Musa (a.s.) kayaya yaklaştığında, orada Allah’ın kendisine
dolaysız olarak rahmet ve ilm-i ledün verdiği nezih ve şerefli kullarından
birini gördü. Musa (a.s.), Hızır (a.s.)’a “Rehberliğinden istifade edebileyim
diye seninle yolculuk yapabilir miyim?” diye sordu. Hızır (a.s.), “Kendi idrak
ve kavrayışının ötesinde olanı anlamayı nasıl ümit edebilirsin? Şayet beni
takip edersen, ben sana izin verene kadar soru sormayacağına dair söz
vermelisin.” diye cevapladı. Musa (a.s.), “Allah’ın izniyle kendimi tutacağım
ve sana itaat edeceğim.” dedi.
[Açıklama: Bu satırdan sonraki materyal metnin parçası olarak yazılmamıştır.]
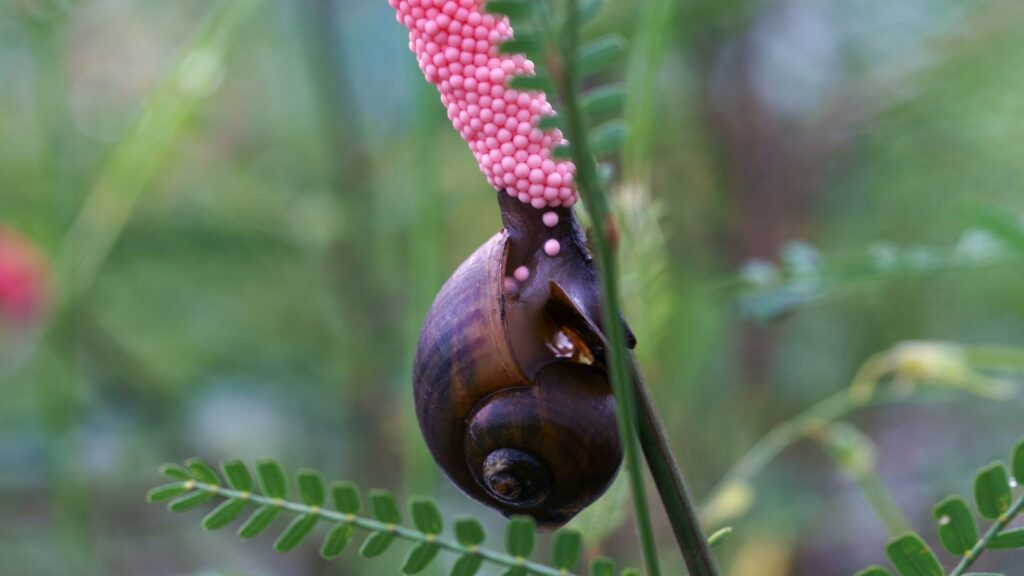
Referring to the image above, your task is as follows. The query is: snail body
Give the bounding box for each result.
[414,193,622,526]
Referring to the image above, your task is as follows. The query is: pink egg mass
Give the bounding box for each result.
[388,0,577,209]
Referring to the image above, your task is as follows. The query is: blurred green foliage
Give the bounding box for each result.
[0,0,1024,576]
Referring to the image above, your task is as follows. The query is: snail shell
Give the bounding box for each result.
[414,193,633,527]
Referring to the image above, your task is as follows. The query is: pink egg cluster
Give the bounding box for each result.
[0,228,48,325]
[388,0,577,208]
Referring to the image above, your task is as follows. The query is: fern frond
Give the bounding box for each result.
[857,440,1024,576]
[146,458,634,576]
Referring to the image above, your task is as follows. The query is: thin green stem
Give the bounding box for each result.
[949,487,1024,576]
[182,481,574,576]
[854,468,910,537]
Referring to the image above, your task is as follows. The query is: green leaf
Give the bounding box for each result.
[239,506,281,540]
[988,528,1024,550]
[298,469,325,506]
[853,566,892,576]
[220,460,254,492]
[577,34,626,77]
[590,558,615,576]
[580,0,604,24]
[551,145,572,160]
[455,517,487,546]
[203,499,247,530]
[508,74,555,92]
[145,482,188,502]
[708,526,732,548]
[932,496,978,556]
[590,120,629,156]
[185,458,220,486]
[321,522,355,560]
[583,84,626,116]
[370,490,401,524]
[537,116,564,130]
[409,497,444,534]
[273,515,319,552]
[483,0,534,18]
[452,554,483,576]
[974,462,1013,520]
[331,482,362,515]
[167,485,213,512]
[886,534,943,576]
[359,532,394,558]
[401,542,440,574]
[498,35,544,57]
[1010,440,1024,484]
[506,517,537,558]
[160,464,196,480]
[597,162,615,186]
[256,458,288,498]
[551,529,583,570]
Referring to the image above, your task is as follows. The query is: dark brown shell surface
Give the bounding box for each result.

Böylelikle Hızır (a.s.) ve Musa (a.s.) yola
çıktılar ve Hızır (a.s.)’ın arkadaşları gibi görünen kendilerini selamlayan bir
grup denizciye rastladılar. Hızır (a.s.) ve Musa (a.s.) onların gemisine binmiş
giderken Musa, Hızır (a.s.)’ın geminin gövdesinde bir delik açtığını fark etti.
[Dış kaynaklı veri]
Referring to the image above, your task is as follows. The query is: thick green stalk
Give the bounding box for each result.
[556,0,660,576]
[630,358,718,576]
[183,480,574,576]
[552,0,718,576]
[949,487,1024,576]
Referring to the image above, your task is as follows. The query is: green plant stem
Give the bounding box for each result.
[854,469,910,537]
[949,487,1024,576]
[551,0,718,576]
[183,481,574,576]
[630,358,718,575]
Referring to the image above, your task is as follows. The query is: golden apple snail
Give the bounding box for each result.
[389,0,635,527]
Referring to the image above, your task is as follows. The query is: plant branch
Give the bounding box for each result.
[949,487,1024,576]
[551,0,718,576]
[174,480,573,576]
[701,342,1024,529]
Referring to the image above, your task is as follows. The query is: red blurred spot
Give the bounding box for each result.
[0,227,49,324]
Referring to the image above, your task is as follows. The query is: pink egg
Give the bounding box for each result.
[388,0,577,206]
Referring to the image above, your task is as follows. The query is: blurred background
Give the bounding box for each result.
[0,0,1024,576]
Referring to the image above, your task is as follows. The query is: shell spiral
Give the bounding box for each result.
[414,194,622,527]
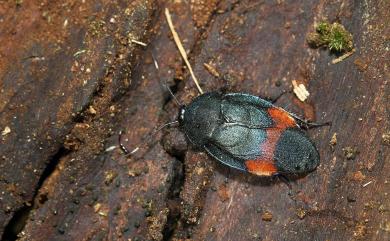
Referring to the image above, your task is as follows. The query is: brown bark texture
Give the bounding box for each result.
[0,0,390,241]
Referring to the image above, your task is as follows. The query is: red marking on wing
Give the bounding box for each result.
[268,107,297,129]
[245,107,297,176]
[245,160,278,176]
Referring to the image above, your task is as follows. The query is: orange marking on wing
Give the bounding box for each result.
[268,107,297,129]
[245,160,278,176]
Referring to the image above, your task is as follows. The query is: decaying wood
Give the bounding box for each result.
[0,0,390,240]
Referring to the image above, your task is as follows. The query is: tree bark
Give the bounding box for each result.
[0,0,390,240]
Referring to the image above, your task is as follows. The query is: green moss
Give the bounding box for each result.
[307,21,353,53]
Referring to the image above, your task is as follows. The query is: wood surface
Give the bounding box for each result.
[0,0,390,241]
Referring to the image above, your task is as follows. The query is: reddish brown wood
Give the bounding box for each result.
[0,0,390,240]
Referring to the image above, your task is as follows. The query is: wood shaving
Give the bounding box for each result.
[292,80,310,102]
[203,63,221,78]
[1,126,11,136]
[165,8,203,94]
[331,49,356,64]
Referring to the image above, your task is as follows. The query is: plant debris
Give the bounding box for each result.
[1,126,11,136]
[329,132,337,150]
[261,211,272,222]
[343,146,359,160]
[292,80,310,102]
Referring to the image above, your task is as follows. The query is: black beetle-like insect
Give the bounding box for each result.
[178,92,320,176]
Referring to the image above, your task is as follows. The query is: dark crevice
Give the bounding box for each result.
[1,147,70,241]
[162,153,185,241]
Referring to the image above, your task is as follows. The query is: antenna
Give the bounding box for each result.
[118,121,179,156]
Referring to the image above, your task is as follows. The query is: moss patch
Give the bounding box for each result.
[307,21,353,53]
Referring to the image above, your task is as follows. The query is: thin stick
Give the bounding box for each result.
[165,8,203,94]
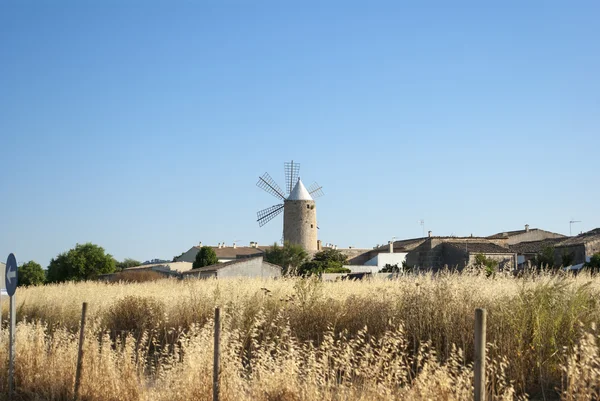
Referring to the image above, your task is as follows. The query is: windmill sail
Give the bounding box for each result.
[308,182,325,199]
[256,173,285,200]
[256,204,283,227]
[284,160,300,194]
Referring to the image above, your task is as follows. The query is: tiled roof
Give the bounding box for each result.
[486,228,564,239]
[510,238,565,254]
[556,228,600,246]
[488,228,538,239]
[182,256,281,274]
[444,241,514,254]
[196,246,265,259]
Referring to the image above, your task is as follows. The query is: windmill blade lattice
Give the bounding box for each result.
[308,182,325,199]
[256,173,285,200]
[284,160,300,194]
[256,204,283,227]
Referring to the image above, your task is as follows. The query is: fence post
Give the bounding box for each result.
[73,302,87,401]
[213,307,221,401]
[475,309,487,401]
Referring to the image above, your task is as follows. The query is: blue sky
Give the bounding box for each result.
[0,1,600,266]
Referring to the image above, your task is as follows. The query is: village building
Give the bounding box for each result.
[181,256,281,279]
[175,242,270,263]
[509,237,568,268]
[554,228,600,266]
[487,224,567,246]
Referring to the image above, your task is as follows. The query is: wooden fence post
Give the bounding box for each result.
[213,307,221,401]
[73,302,87,401]
[475,309,487,401]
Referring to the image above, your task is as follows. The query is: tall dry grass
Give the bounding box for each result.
[0,273,600,401]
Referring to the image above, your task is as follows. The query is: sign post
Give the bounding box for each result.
[4,253,18,400]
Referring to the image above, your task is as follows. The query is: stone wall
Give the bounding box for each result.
[505,229,566,245]
[469,253,516,270]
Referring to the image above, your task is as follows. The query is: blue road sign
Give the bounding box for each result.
[4,253,18,297]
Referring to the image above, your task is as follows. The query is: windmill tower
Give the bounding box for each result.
[256,160,323,251]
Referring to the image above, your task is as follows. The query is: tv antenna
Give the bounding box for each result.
[569,219,581,237]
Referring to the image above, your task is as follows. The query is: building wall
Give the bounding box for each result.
[365,252,408,269]
[177,246,200,263]
[585,239,600,261]
[338,248,379,265]
[506,230,566,245]
[442,246,469,270]
[554,239,600,266]
[283,200,317,251]
[177,246,237,263]
[469,253,516,270]
[554,244,586,266]
[217,259,281,278]
[183,257,281,279]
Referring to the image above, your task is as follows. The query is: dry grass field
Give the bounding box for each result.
[0,273,600,401]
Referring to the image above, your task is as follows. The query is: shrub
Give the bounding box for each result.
[108,269,166,283]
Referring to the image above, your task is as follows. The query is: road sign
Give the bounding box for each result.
[4,253,18,297]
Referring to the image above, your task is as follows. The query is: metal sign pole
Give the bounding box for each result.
[4,253,19,400]
[8,295,17,400]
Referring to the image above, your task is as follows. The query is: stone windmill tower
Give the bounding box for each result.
[256,160,323,251]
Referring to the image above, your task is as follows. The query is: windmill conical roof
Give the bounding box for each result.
[287,178,313,200]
Musa (a.s.) haykırdı, “Bu ne kadar kötü bir iştir! Masum insanları boğmaya mı çalışıyorsun?”
Ve Hızır (a.s.), Musa (a.s.)’a “Benim yapacaklarıma tahammül edemeyeceğini sana
ihtar etmiştim.” dedi. Musa, “Düşündüklerimi ifade ettiğim için lütfen beni
bağışla ve bunu bana hatırlatarak beni zora sokma.” diye cevap verdi. Ardından
yolculuklarına devam ettiler ve Hızır (a.s.) oyun oynayan birkaç çocuk gördü.
Onlara doğru yürüyüp içlerinden birini öldürdü. Musa (a.s), “Bu yaptığın çok
büyük bir kötülük! Neden masum bir çocuğu öldürdün?” diye Hızır (a.s.)’a itiraz
etti. Hızır (a.s.), tekrar Musa (a.s.)’a kendisi müsaade edene kadar soru
sormamaya söz verdiğini hatırlattı. Bu sefer Musa (a.s.), “Eğer bir daha
konuşursam ve sen benimle yolculuk yapmak istemezsen, sana hak vereceğim.”
dedi. Yollarına devam ettiler ve kendilerine ne içecek ne de yiyecek teklif
edecek kimsenin çıkmadığı bir köye vardılar. Köyün çıkışında bir yıkıntının
kıyısında köhne bir duvar gördüler. Hızır (a.s.) çabucak duvarı tamir etti.
Musa (a.s.), “Ne yapıyorsun? Yaptığın iş için bir ücret hak ediyorsun.” dedi.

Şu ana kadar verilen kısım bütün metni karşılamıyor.